Abstracts

Rationale: Genetic generalized epilepsies (GGE) are characterized by specific clinical and EEG features and are presumed to have a genetic basis. Most GGEs present in early childhood and are often outgrown by adulthood. However, a subset of GGEs persists into adulthood, may appear as new onset, and can sometimes progress to intractability. We hypothesize that patients with intractable GGE possess distinct genetic variants in genes, which influence gene expression in the brain. This study aims to identify a pattern of genes associated with intractable GGE in adults.

Methods: After obtaining IRB approval, adult patients >18 years at Henry Ford Epilepsy clinics, with clinico-electrographic features of intractable GGE were selected to participate in the study. After obtaining informed consent, a single blood draw was conducted and DNA was extracted. Whole-genome sequencing (WGS) was then performed on the DNA samples. Variant calling was conducted using GATK HaplotypeCaller. Identified variants were annotated using SnpEff to assess their impact on gene function.

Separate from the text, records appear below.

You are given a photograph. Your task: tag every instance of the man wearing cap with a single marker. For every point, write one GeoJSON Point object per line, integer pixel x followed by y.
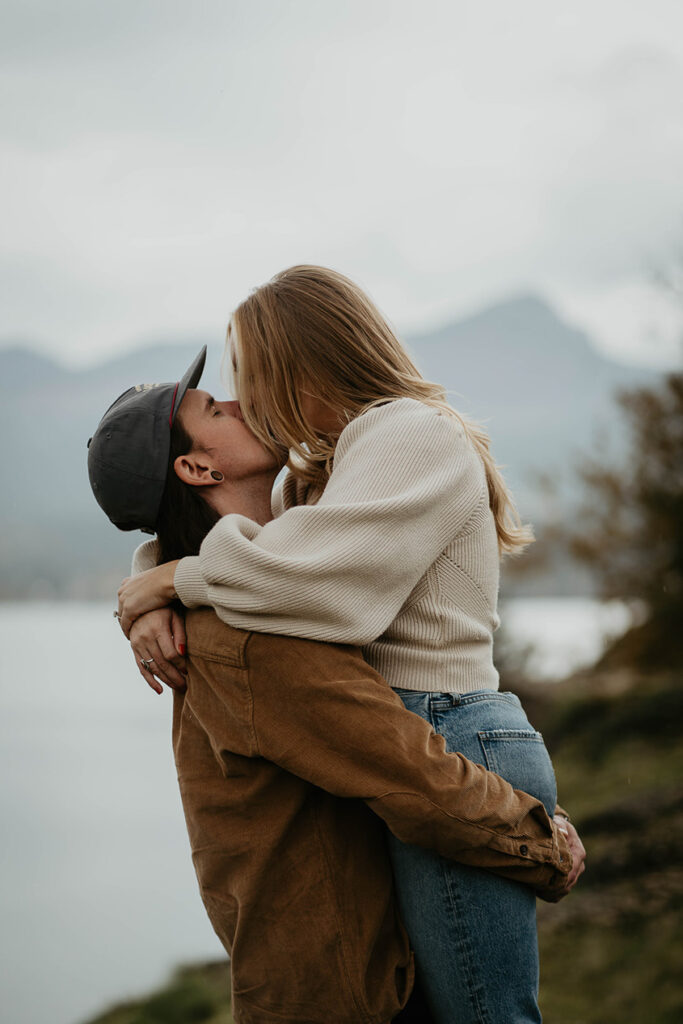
{"type": "Point", "coordinates": [271, 732]}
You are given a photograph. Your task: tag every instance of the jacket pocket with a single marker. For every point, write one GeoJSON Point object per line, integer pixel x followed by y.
{"type": "Point", "coordinates": [519, 756]}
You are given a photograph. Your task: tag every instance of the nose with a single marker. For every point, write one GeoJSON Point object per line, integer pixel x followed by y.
{"type": "Point", "coordinates": [232, 409]}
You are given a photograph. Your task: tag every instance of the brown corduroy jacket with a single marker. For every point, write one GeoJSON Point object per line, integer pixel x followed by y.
{"type": "Point", "coordinates": [270, 733]}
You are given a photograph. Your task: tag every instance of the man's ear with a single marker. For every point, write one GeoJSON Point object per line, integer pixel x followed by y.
{"type": "Point", "coordinates": [195, 469]}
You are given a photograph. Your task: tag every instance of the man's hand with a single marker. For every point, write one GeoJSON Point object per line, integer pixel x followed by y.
{"type": "Point", "coordinates": [159, 637]}
{"type": "Point", "coordinates": [144, 592]}
{"type": "Point", "coordinates": [577, 849]}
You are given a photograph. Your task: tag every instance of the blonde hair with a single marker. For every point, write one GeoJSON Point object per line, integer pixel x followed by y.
{"type": "Point", "coordinates": [310, 330]}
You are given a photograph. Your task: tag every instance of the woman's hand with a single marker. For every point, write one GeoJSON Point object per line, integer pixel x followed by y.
{"type": "Point", "coordinates": [144, 592]}
{"type": "Point", "coordinates": [577, 849]}
{"type": "Point", "coordinates": [159, 637]}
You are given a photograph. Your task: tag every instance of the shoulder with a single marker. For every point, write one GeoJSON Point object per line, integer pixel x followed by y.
{"type": "Point", "coordinates": [407, 425]}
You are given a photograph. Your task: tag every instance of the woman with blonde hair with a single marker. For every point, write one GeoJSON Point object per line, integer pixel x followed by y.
{"type": "Point", "coordinates": [388, 532]}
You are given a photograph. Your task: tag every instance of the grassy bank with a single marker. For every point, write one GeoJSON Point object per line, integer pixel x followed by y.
{"type": "Point", "coordinates": [613, 950]}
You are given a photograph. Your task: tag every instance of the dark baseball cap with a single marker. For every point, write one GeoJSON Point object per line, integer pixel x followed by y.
{"type": "Point", "coordinates": [128, 453]}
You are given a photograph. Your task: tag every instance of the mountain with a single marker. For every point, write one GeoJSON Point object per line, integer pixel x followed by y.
{"type": "Point", "coordinates": [539, 385]}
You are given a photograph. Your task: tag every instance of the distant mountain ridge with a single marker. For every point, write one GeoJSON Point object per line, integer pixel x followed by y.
{"type": "Point", "coordinates": [538, 383]}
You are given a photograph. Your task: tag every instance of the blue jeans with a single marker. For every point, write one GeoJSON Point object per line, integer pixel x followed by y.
{"type": "Point", "coordinates": [474, 933]}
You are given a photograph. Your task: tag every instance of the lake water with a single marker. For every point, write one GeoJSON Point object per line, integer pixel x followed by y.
{"type": "Point", "coordinates": [97, 895]}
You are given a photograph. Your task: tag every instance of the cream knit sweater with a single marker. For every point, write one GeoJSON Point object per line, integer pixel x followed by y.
{"type": "Point", "coordinates": [399, 555]}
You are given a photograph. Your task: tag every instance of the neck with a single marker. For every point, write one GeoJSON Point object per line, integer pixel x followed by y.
{"type": "Point", "coordinates": [250, 498]}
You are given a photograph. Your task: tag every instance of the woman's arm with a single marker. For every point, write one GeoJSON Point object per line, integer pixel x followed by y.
{"type": "Point", "coordinates": [404, 483]}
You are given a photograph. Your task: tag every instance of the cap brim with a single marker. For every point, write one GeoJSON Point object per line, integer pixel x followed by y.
{"type": "Point", "coordinates": [189, 379]}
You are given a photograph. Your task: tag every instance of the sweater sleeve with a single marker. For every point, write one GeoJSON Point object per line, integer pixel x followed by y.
{"type": "Point", "coordinates": [406, 481]}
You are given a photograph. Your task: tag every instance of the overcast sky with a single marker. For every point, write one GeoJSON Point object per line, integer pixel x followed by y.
{"type": "Point", "coordinates": [162, 158]}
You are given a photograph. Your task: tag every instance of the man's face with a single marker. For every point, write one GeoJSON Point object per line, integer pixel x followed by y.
{"type": "Point", "coordinates": [218, 429]}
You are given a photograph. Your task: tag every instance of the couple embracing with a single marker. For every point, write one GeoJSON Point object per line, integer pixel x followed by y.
{"type": "Point", "coordinates": [371, 819]}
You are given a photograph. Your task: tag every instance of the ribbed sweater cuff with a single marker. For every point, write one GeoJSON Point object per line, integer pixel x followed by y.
{"type": "Point", "coordinates": [190, 586]}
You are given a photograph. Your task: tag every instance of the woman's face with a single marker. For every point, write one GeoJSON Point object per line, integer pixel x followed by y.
{"type": "Point", "coordinates": [218, 429]}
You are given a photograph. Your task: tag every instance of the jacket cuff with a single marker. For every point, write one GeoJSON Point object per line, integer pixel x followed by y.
{"type": "Point", "coordinates": [190, 586]}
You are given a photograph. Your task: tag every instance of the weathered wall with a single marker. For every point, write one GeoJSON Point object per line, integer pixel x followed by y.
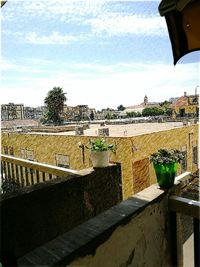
{"type": "Point", "coordinates": [129, 151]}
{"type": "Point", "coordinates": [143, 241]}
{"type": "Point", "coordinates": [44, 211]}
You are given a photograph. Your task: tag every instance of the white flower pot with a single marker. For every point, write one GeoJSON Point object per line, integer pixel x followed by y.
{"type": "Point", "coordinates": [100, 158]}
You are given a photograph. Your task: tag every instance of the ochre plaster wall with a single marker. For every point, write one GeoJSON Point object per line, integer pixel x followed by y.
{"type": "Point", "coordinates": [129, 150]}
{"type": "Point", "coordinates": [143, 241]}
{"type": "Point", "coordinates": [188, 109]}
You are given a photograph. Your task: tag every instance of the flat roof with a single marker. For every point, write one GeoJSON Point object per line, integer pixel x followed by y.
{"type": "Point", "coordinates": [124, 130]}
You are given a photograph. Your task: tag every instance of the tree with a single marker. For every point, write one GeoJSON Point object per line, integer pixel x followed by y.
{"type": "Point", "coordinates": [54, 103]}
{"type": "Point", "coordinates": [155, 111]}
{"type": "Point", "coordinates": [92, 115]}
{"type": "Point", "coordinates": [121, 108]}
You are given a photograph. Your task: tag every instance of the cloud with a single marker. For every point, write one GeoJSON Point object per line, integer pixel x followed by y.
{"type": "Point", "coordinates": [123, 84]}
{"type": "Point", "coordinates": [54, 38]}
{"type": "Point", "coordinates": [119, 24]}
{"type": "Point", "coordinates": [104, 17]}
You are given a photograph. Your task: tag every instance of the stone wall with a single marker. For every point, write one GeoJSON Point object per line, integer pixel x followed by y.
{"type": "Point", "coordinates": [129, 151]}
{"type": "Point", "coordinates": [136, 232]}
{"type": "Point", "coordinates": [42, 212]}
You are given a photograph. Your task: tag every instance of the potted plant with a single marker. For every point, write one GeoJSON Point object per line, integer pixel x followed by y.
{"type": "Point", "coordinates": [165, 162]}
{"type": "Point", "coordinates": [100, 152]}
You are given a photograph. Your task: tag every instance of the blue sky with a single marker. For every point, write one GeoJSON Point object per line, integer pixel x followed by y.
{"type": "Point", "coordinates": [101, 52]}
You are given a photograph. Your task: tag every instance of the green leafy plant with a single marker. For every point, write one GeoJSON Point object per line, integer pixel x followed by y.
{"type": "Point", "coordinates": [166, 156]}
{"type": "Point", "coordinates": [99, 144]}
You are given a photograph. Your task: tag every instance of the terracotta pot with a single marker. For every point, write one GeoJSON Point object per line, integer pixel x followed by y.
{"type": "Point", "coordinates": [100, 158]}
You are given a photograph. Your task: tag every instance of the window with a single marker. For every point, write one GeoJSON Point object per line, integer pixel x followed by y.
{"type": "Point", "coordinates": [62, 161]}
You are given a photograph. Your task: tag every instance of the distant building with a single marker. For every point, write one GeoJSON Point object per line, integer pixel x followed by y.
{"type": "Point", "coordinates": [79, 112]}
{"type": "Point", "coordinates": [186, 106]}
{"type": "Point", "coordinates": [29, 113]}
{"type": "Point", "coordinates": [12, 111]}
{"type": "Point", "coordinates": [140, 107]}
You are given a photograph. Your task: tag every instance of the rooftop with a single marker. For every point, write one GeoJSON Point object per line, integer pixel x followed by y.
{"type": "Point", "coordinates": [126, 129]}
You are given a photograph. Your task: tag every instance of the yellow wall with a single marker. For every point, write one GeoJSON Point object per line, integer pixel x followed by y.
{"type": "Point", "coordinates": [188, 109]}
{"type": "Point", "coordinates": [129, 150]}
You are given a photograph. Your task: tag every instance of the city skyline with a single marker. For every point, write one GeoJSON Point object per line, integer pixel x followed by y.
{"type": "Point", "coordinates": [102, 53]}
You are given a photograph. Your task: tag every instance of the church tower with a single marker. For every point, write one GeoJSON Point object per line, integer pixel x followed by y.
{"type": "Point", "coordinates": [145, 100]}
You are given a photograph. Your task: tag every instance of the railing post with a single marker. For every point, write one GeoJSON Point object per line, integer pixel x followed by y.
{"type": "Point", "coordinates": [173, 231]}
{"type": "Point", "coordinates": [196, 226]}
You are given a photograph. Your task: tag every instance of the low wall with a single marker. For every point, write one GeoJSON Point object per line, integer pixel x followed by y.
{"type": "Point", "coordinates": [44, 211]}
{"type": "Point", "coordinates": [136, 232]}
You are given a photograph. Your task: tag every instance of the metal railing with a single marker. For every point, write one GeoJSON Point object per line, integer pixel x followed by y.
{"type": "Point", "coordinates": [191, 208]}
{"type": "Point", "coordinates": [17, 173]}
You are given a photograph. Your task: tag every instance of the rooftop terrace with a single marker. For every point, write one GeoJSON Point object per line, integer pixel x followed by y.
{"type": "Point", "coordinates": [127, 129]}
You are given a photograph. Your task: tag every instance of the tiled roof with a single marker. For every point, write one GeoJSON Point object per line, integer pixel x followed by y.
{"type": "Point", "coordinates": [136, 106]}
{"type": "Point", "coordinates": [182, 101]}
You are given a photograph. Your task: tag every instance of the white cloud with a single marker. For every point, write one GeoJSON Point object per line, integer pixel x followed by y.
{"type": "Point", "coordinates": [99, 15]}
{"type": "Point", "coordinates": [114, 24]}
{"type": "Point", "coordinates": [54, 38]}
{"type": "Point", "coordinates": [124, 84]}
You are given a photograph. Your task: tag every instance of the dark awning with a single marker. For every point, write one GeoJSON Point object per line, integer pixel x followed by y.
{"type": "Point", "coordinates": [183, 22]}
{"type": "Point", "coordinates": [3, 3]}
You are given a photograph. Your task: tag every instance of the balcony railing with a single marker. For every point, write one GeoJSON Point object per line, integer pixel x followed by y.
{"type": "Point", "coordinates": [17, 173]}
{"type": "Point", "coordinates": [187, 207]}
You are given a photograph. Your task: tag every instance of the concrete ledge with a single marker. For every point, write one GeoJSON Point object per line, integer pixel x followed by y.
{"type": "Point", "coordinates": [84, 239]}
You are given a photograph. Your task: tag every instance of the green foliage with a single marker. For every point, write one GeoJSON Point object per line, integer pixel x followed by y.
{"type": "Point", "coordinates": [121, 108]}
{"type": "Point", "coordinates": [99, 144]}
{"type": "Point", "coordinates": [92, 115]}
{"type": "Point", "coordinates": [54, 103]}
{"type": "Point", "coordinates": [166, 156]}
{"type": "Point", "coordinates": [155, 111]}
{"type": "Point", "coordinates": [133, 114]}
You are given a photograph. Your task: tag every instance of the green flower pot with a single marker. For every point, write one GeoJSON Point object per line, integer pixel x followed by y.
{"type": "Point", "coordinates": [165, 174]}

Results: A total of 10 patients with GGE (age 20-52 years, mean 37.2 years; 7 females; 4 white, 3 black, 1 hispanic, 2 others) were included with mean age at epilepsy onset of 13.7 years (range 4-32 years). Data analysis revealed high-impact variants, which were compared to the LabCorp Comprehensive Epilepsy gene panel of 804 genes. We identified three genes with high-impact variants present in all 10 patient samples and 17 genes with such variants in at least 50 percent of the patients. Additionally, 121 genes with high-impact variants were found in all 10 patients, and 466 genes had high-impact variants in at least half of the patients. Metascape analysis of genes with high-impact variants in all 10 patients revealed enriched terms, including 'Defective GALNT3 causes HFTC,' 'Drug metabolism - cytochrome P450,' 'PI Metabolism,' and 'Adaptive immune response.'

Conclusions: This pilot study is the first to analyze and identify genetic markers in adults with intractable GGE. The study reveals high-impact genetic variants in key pathways, including cytochrome P450 drug metabolism, PI metabolism, and the adaptive immune response. These variants may affect antiseizure drug processing, neuronal function, and neuroinflammation, contributing to drug resistance and seizure persistence in intractable epilepsy. These findings highlight the need for personalized treatment approaches and will guide future studies in determining early intervention options with suitable anti-seizure drugs to improve seizure control and prevent drug resistance.


Funding: This study was funded by Henry Ford Internal Funding Grant.